JB Pritzker wins key union endorsement in IL governor's race

Tuesday, June 06, 2017 05:47PM
The Illinois AFL-CIO is putting its support behind the billionaire candidate J.B. Pritzker.


CHICAGO - Democrat J.B. Pritzker received a key endorsement in the race for Illinois governor: the Illinois AFL-CIO is putting its support behind the billionaire candidate.

Chanting outside of a Governor Bruce Rauner event on the Far South Side, union workers came to protest the governor's anti-union policies. Labor is already playing a big and early role in the governor's race, as Rauner said Tuesday's Illinois AFL-CIO endorsement of J.B. Pritzker is more of the same.

"The leaders of special interests groups have been doing well they like to defend the status quo," Rauner said.

With 288 days before the primary, the powerful labor group says the highly unusual early endorsement of Pritzker is necessary to defeat Rauner. Because Pritzker has the money to compete with the governor, it frees up the AFL-CIO's financial resources to concentrate on building support in local races.

"Organized labor can build a coalition, it can aggregate votes, it can do education," said University of Illinois Labor Professor Bob Bruno.

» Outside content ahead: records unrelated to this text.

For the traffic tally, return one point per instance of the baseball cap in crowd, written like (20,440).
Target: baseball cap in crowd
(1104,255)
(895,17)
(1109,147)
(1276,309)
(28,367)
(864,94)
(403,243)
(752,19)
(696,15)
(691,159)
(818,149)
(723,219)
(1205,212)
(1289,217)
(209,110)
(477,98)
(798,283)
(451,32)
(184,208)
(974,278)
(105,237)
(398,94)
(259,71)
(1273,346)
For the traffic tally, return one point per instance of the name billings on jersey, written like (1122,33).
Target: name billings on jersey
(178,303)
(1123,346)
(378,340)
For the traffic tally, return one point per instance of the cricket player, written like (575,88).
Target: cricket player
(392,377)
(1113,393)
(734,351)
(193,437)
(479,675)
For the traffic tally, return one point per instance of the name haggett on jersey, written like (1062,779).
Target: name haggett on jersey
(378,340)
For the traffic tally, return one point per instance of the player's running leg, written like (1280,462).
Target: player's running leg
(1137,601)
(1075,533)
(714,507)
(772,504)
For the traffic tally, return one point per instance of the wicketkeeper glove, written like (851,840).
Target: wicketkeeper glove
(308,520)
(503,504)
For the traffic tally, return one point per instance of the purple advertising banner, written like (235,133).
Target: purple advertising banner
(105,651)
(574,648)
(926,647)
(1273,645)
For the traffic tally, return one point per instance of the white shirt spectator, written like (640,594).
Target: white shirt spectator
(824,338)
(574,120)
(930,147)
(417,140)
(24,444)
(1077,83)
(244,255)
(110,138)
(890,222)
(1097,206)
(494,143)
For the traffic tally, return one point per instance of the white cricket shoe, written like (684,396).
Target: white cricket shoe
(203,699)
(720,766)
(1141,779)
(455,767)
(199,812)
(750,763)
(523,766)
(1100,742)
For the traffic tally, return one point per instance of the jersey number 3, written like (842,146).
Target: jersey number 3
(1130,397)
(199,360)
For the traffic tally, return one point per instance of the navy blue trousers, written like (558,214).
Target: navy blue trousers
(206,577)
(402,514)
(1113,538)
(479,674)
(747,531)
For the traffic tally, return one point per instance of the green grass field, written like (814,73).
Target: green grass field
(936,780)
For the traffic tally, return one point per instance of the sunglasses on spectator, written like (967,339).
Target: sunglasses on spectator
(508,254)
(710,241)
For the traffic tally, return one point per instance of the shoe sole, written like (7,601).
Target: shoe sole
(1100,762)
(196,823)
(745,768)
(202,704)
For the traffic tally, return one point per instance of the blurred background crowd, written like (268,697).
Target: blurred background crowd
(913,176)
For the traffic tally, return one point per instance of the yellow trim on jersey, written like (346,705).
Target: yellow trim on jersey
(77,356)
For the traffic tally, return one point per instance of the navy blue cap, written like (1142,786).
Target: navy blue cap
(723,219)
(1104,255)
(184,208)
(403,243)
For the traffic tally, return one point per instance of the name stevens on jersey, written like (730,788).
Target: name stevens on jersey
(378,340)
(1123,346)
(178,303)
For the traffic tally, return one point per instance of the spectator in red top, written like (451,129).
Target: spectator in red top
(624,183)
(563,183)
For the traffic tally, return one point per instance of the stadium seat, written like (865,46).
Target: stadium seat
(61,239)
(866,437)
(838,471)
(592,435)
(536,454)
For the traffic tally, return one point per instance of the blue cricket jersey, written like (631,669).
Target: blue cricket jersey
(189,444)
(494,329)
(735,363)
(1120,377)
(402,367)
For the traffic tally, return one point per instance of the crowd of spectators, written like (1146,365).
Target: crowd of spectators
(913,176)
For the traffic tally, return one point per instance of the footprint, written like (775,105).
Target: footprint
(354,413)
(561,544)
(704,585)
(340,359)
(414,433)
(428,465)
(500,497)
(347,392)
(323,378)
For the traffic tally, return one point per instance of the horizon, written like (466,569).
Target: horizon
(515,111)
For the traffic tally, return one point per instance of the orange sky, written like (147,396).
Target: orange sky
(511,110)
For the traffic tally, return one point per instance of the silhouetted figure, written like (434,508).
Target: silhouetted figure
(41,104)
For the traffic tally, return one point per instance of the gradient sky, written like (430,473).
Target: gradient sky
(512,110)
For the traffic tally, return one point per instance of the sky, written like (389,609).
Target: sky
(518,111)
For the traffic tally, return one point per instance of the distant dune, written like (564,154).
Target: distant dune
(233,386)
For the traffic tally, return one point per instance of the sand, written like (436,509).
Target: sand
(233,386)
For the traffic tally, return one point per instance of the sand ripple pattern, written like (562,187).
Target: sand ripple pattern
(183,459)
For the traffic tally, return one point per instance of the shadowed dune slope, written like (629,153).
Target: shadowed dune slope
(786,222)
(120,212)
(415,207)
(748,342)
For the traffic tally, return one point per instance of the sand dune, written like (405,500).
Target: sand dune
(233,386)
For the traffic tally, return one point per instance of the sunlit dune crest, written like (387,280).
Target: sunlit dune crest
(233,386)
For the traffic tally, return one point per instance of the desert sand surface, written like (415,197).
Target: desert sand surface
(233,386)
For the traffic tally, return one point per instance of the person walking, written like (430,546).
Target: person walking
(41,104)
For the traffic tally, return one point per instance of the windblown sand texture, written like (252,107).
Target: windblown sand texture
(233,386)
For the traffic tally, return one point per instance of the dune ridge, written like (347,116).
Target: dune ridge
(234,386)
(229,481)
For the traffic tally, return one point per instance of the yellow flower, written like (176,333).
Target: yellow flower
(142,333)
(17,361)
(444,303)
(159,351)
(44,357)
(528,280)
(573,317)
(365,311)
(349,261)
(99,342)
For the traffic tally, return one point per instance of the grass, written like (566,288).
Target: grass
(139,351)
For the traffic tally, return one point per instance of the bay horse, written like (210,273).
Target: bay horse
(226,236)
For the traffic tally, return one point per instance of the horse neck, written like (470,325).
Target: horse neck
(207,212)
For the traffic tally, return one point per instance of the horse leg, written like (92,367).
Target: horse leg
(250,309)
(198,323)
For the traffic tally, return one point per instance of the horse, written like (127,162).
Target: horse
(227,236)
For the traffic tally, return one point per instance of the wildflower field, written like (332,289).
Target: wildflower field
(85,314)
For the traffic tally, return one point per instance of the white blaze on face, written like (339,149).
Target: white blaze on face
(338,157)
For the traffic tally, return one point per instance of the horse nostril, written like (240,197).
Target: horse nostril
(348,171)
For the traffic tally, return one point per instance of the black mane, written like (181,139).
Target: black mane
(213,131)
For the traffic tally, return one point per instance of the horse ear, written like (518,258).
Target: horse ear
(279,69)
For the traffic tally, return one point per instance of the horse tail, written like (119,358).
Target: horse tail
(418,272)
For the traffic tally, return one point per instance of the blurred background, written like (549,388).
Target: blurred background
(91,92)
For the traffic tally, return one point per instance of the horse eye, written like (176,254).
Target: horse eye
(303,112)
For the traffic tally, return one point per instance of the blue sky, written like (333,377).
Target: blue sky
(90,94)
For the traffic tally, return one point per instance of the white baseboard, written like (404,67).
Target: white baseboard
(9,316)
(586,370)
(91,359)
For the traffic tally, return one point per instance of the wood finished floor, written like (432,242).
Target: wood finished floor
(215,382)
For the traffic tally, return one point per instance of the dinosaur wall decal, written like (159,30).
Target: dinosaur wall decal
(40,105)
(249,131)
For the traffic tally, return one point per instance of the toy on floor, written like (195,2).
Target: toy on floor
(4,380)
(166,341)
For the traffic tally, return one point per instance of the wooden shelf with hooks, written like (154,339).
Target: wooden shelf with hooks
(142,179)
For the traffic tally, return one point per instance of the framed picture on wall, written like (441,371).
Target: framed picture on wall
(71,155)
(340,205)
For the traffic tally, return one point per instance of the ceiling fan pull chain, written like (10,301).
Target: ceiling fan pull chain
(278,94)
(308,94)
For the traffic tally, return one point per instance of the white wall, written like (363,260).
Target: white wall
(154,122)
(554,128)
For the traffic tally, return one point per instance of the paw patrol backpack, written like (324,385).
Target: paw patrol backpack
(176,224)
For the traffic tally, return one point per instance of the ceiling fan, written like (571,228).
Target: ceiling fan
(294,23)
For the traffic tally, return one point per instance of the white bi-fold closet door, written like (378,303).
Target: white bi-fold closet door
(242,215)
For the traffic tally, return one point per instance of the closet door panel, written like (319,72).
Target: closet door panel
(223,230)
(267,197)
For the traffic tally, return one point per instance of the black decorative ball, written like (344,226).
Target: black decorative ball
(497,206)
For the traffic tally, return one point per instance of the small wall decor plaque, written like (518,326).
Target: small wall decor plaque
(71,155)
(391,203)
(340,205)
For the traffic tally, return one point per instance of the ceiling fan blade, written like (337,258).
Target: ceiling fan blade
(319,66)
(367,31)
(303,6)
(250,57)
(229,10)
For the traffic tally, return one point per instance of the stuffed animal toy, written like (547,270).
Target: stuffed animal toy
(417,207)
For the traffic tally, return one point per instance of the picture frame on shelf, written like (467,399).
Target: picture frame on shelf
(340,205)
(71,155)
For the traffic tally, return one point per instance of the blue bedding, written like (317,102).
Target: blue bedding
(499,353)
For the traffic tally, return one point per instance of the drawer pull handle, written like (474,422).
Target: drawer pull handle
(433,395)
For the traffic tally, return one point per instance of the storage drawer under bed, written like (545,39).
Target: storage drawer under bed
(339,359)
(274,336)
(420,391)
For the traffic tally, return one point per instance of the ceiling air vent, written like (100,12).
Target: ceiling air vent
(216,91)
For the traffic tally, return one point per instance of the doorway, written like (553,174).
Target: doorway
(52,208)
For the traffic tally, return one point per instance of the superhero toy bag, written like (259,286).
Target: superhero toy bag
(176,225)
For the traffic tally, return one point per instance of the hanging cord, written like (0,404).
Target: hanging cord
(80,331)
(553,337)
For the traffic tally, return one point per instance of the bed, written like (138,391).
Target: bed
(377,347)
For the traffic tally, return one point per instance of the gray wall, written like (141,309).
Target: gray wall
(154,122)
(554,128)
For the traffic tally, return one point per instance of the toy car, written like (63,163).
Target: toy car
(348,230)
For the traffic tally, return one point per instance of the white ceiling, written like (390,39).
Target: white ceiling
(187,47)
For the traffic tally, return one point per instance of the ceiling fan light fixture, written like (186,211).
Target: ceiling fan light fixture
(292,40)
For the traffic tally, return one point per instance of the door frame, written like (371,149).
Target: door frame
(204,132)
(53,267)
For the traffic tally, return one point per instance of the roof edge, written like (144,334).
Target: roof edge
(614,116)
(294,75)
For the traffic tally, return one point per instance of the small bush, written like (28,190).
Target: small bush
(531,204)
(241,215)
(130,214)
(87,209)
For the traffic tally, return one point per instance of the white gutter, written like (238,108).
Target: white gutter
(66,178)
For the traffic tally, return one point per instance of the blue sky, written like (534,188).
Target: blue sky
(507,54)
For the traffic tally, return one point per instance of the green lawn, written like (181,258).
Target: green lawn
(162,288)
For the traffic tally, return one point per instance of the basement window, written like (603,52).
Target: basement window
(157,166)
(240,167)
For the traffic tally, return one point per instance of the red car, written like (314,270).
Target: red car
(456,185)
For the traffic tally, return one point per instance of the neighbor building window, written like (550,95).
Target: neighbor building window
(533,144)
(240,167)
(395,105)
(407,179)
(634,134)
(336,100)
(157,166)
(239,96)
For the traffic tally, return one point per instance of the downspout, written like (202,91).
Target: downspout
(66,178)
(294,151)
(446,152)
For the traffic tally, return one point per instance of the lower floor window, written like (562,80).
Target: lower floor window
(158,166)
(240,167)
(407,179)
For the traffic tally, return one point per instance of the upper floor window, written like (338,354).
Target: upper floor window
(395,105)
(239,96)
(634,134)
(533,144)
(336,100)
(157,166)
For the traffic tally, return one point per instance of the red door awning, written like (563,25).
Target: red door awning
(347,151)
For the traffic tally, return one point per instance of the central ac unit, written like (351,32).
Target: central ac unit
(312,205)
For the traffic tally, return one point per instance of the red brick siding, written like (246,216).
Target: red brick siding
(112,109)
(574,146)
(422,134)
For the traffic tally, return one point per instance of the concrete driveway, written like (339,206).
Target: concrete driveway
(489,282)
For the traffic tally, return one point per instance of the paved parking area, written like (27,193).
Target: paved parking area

Professor Bruno says a labor endorsement can also make a big difference in a close primary and general election race.

"If organized labor can push in the right direction, that extra few percentages can make all the difference," he said.

On the other hand, some of Pritzker's democratic opponents are hoping the endorsement of J.B. Pritzker plays into their progressive campaigns.

The Chris Kennedy campaign writes, "it's about Springfield establishment insiders who cut deals and circumvented the normal endorsement process," and State Senator Daniel Biss says "the working people of Illinois deserve better than being told they have to support a billionaire, whose family fortune was enriched by anti-union behavior."

Candidate Ameya Pawar released a much tamer statement. He says "will always be a steadfast supporter of organized labor." Other big labor organizations, such as AFSCME, SEIU and the teachers say they will go through their standard vetting process before making endorsements.